There should be a game that is halfway between checkers and chess, tough enough to keep us interested until the final move but easy enough for simpletons like me. They could call it "check," perhaps, or "chessers."
I learned checkers as a kid, along with the more colorful Chinese checkers, which added marbles into the mix. Chess didn't come along until years later, and by then I was past my learning curve; more likely, chess just revealed my lack of a calculating mind required for games of strategy.
I was introduced to chess in military boot camp, where 70 or so of us were so deprived of all forms of entertainment that we actually looked forward to receiving letters from home. Any property beyond military issue was considered contraband, but we were crafty.
One of my fellow recruits, Walter, was a bookish-looking fellow who lived up to his appearance. Having recently done well in an East Coast chess championship, he was eager not to be limited by rules and regulations that didn't involve chess.
He devised a plan with the tools at hand, abetted by several of us who figured that even chess would be more fun than having to respond to our families' letters.
We each had to carry a spiral notebook for our classes, folded to fit into the back pocket of our dungarees. We also had to use a mechanical pencil, clipped to the front of our denim shirts, between the second and third buttons, at exactly a 45-degree angle. No joke; I couldn't make that up.
Additionally, each of us had to keep a box of extra erasers for those pencils.
Walter drew a chess board on the inside back cover of his notebook, where no one was ever likely to look. Next, he collected our little red cylindrical erasers and used an ink pen to draw symbols on top of them to differentiate king from knight from pawn.
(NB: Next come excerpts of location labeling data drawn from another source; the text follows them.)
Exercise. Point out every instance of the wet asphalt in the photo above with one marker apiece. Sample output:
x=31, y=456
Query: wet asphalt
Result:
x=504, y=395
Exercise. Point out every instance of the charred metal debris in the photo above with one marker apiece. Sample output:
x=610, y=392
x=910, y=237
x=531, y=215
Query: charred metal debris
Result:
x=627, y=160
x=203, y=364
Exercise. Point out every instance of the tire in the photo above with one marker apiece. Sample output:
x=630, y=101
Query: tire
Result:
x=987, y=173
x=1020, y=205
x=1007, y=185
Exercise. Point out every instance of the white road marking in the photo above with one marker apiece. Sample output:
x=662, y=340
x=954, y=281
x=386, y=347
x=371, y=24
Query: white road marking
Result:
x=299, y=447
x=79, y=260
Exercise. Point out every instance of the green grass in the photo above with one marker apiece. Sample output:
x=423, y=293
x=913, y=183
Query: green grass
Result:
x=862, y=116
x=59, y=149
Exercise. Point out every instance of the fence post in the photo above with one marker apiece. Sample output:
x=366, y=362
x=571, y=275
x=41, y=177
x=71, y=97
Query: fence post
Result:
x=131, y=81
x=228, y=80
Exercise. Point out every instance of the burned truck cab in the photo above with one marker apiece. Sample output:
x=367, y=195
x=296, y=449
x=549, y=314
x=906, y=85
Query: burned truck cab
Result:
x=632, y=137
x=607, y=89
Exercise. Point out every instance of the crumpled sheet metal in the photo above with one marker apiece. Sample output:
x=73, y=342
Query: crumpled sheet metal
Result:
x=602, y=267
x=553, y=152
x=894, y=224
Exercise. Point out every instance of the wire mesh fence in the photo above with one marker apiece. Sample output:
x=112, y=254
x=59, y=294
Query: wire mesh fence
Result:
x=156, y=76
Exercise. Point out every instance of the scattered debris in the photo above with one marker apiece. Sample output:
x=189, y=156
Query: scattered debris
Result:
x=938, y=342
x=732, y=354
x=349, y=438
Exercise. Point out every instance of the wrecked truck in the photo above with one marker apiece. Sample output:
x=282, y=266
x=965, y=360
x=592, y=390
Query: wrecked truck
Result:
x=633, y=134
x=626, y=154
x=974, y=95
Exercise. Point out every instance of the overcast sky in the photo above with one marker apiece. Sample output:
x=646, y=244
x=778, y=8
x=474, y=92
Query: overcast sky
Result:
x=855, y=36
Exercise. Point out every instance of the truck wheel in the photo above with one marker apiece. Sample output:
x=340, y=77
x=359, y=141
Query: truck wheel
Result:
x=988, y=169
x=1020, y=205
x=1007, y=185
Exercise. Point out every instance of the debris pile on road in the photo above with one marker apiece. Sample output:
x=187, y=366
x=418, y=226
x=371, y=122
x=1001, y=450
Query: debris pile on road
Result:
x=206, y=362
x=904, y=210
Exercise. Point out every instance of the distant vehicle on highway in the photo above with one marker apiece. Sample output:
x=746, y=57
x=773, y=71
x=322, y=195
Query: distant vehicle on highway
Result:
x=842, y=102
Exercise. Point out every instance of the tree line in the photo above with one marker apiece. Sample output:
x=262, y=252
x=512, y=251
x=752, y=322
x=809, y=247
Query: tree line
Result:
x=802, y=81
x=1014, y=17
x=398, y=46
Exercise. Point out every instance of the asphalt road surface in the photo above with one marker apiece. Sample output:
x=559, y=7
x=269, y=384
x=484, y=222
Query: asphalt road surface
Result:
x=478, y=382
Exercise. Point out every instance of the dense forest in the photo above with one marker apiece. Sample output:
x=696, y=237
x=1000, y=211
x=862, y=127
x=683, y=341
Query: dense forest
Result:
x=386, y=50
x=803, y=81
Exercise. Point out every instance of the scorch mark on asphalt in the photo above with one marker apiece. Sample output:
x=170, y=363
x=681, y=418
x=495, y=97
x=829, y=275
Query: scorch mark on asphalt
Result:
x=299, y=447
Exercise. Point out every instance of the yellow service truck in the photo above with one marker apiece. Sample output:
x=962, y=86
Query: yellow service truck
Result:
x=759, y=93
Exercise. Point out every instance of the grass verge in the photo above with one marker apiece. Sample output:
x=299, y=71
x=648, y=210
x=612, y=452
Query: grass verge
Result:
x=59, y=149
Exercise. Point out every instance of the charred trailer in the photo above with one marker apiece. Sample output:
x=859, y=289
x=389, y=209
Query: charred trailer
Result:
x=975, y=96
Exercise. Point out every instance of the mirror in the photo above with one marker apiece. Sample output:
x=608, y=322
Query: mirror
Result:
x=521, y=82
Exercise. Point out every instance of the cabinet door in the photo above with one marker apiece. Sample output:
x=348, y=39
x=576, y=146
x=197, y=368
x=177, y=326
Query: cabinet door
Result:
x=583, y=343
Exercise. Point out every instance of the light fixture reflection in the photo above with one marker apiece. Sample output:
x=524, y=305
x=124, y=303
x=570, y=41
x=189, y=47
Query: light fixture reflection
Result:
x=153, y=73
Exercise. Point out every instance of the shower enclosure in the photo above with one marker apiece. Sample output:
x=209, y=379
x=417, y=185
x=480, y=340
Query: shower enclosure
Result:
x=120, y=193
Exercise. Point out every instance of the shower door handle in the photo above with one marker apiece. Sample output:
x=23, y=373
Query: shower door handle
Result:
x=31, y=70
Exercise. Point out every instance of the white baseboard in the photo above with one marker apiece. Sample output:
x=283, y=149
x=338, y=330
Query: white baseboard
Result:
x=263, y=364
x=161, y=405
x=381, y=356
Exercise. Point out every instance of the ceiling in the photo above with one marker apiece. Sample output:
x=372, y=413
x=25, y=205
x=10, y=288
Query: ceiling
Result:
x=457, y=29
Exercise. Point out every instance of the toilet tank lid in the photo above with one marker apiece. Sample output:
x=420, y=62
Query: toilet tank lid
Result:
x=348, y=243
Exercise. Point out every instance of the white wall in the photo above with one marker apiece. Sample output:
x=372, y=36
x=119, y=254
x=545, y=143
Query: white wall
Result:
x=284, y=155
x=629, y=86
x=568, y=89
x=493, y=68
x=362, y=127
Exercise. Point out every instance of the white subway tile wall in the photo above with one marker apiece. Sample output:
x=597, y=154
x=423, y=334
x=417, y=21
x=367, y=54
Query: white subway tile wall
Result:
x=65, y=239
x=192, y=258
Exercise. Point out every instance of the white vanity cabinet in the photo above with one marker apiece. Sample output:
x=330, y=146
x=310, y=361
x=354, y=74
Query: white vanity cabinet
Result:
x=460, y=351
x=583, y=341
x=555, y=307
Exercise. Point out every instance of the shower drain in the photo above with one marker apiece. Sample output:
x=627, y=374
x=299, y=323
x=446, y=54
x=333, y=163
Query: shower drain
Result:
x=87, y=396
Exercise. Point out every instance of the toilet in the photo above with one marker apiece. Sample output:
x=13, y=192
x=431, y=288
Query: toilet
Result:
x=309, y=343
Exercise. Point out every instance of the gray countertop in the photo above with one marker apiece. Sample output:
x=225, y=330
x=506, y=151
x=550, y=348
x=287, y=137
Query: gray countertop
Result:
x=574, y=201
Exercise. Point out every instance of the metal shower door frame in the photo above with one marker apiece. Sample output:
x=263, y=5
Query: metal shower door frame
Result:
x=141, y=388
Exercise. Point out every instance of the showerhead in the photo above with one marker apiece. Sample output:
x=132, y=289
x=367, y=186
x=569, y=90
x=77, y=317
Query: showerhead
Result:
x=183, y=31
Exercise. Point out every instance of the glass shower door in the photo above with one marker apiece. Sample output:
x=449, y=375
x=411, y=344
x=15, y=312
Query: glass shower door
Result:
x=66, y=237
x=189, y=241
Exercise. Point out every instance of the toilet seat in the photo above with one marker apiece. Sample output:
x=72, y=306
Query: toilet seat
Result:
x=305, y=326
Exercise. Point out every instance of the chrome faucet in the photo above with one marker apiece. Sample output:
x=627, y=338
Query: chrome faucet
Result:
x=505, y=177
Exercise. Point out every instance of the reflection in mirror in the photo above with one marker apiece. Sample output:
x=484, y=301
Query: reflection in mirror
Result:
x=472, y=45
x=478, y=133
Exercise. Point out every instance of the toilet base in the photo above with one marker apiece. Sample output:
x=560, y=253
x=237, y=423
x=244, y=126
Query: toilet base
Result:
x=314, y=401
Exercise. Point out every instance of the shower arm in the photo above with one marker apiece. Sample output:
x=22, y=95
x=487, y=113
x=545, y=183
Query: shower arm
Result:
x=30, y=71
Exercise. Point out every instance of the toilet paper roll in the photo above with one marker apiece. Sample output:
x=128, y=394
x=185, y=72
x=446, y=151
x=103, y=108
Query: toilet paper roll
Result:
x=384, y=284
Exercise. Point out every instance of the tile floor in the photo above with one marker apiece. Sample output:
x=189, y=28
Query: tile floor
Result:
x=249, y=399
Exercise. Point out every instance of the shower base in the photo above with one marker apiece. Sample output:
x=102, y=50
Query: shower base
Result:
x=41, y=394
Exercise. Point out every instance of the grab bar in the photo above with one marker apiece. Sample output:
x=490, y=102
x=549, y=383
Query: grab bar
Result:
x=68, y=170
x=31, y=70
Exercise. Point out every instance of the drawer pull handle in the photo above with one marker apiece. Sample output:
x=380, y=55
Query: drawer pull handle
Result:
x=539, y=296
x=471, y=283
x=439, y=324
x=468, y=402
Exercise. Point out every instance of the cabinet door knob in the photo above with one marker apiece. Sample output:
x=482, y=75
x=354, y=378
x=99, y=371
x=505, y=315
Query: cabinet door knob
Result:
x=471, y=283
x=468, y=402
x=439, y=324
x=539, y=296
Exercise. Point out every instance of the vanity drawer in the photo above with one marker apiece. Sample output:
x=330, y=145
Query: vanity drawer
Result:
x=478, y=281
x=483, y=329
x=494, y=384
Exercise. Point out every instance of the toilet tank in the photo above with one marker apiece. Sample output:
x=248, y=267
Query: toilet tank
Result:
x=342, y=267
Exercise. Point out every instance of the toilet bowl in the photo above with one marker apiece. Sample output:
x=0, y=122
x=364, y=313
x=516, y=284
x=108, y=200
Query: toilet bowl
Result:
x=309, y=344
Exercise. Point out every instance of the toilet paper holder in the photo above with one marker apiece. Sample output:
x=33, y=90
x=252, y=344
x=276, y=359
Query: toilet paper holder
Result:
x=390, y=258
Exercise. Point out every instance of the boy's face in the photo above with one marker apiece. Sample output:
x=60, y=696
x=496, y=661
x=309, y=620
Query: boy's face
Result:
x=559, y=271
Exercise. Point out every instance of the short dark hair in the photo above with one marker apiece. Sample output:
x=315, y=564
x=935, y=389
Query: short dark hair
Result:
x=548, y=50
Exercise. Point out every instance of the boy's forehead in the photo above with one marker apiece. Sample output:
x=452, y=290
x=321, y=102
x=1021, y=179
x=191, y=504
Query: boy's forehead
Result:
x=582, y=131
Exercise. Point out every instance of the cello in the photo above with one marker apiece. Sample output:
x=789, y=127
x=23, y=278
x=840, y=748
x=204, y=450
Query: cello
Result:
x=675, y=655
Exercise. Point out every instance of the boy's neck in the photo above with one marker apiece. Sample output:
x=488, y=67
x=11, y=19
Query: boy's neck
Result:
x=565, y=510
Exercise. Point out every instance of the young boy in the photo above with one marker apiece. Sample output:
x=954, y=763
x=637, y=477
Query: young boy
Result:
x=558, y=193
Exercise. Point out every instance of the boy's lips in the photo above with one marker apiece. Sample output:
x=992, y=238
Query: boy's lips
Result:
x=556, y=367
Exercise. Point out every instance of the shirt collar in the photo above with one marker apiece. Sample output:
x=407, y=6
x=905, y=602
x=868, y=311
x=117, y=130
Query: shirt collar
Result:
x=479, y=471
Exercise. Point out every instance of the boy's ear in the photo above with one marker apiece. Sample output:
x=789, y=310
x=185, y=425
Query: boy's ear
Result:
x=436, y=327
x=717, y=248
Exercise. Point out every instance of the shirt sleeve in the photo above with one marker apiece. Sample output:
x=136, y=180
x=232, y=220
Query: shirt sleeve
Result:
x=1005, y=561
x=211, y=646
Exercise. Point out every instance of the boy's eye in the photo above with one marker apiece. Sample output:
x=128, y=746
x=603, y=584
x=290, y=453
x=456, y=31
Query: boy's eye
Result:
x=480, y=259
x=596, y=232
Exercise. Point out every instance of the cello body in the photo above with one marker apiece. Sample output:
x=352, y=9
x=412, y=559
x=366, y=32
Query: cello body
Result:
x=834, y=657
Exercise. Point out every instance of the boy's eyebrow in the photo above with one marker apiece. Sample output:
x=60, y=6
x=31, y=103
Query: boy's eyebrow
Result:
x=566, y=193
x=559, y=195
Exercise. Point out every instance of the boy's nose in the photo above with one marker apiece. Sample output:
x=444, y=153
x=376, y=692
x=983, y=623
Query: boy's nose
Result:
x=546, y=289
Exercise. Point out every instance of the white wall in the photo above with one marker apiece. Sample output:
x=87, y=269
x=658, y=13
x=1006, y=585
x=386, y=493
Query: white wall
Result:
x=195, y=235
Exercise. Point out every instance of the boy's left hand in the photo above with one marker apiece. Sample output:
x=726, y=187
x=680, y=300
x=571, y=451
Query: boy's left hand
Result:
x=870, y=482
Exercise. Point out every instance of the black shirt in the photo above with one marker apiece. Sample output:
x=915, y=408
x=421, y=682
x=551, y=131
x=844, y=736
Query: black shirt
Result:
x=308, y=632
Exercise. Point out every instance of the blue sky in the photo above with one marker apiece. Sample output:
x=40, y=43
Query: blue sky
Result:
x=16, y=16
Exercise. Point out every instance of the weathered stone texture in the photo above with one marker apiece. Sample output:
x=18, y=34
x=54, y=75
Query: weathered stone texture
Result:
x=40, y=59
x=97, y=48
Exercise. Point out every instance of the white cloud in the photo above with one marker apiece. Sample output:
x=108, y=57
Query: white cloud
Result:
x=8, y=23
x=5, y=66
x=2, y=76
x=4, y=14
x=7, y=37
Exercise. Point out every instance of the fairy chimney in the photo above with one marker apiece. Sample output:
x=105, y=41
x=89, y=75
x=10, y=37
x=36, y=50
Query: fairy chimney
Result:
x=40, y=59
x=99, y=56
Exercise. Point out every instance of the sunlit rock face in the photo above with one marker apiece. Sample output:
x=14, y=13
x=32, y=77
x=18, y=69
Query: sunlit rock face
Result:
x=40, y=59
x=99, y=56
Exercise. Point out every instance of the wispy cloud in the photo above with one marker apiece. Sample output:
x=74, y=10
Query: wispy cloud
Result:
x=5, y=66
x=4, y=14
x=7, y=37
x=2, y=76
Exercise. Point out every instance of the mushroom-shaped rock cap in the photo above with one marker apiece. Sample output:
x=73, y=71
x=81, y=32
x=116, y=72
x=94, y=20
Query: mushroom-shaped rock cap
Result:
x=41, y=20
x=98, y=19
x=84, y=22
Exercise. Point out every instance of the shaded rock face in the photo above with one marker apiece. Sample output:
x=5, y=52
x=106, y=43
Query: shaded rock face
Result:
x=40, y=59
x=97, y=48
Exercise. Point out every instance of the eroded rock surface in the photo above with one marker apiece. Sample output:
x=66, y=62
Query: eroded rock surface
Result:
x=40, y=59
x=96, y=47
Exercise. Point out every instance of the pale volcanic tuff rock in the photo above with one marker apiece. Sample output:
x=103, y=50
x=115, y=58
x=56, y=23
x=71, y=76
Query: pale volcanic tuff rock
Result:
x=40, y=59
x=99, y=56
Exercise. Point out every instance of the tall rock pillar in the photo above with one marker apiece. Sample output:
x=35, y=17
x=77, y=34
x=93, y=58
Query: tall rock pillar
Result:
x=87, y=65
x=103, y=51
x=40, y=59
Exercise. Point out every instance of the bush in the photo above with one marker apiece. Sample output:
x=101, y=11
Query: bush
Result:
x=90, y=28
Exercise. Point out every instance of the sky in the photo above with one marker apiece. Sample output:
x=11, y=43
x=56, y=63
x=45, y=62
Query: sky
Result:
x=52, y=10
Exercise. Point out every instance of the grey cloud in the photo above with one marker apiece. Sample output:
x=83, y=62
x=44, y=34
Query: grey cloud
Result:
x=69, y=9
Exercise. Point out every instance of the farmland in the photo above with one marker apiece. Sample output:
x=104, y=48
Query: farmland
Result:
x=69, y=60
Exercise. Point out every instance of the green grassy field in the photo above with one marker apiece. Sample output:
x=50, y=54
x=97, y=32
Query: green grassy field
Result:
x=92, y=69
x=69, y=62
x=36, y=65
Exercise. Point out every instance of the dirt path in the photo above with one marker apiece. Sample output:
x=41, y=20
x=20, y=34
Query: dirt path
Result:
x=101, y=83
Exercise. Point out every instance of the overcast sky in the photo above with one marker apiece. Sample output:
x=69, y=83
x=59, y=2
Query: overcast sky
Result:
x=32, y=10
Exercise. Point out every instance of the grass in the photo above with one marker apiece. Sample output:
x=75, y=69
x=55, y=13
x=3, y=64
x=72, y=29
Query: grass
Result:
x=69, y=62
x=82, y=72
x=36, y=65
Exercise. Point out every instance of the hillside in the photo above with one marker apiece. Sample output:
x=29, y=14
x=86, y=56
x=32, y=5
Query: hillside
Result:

Then, during our one day of leisure that weekend, he bent over the tiny chessboard and furtively taught several of us to play the game. We learned which piece could move in what direction, always taking care not to upset the cardboard rows of tiny rubber pieces with our fingers.
That I actually was able to hold my own in the games did not speak to my understanding of the art. I was something like Lou Costello when he tried to understand the names of the players on Bud Abbot's baseball team in the comedy duo's "Who's on first" routine.
Even as Costello eventually figured out, for example, that I Don't Know was on third base without really comprehending what that meant, I was blindly moving the chess pieces in ways that kept the game alive.
I never learned to see past the next move, though, and my beginner's luck never evolved into intermediate learning and expert winning.
Not long afterward, I gave up the game. Life was too short, I decided, and it doesn't take a grandmaster to know that Who's on first because he's the first baseman and that's his name.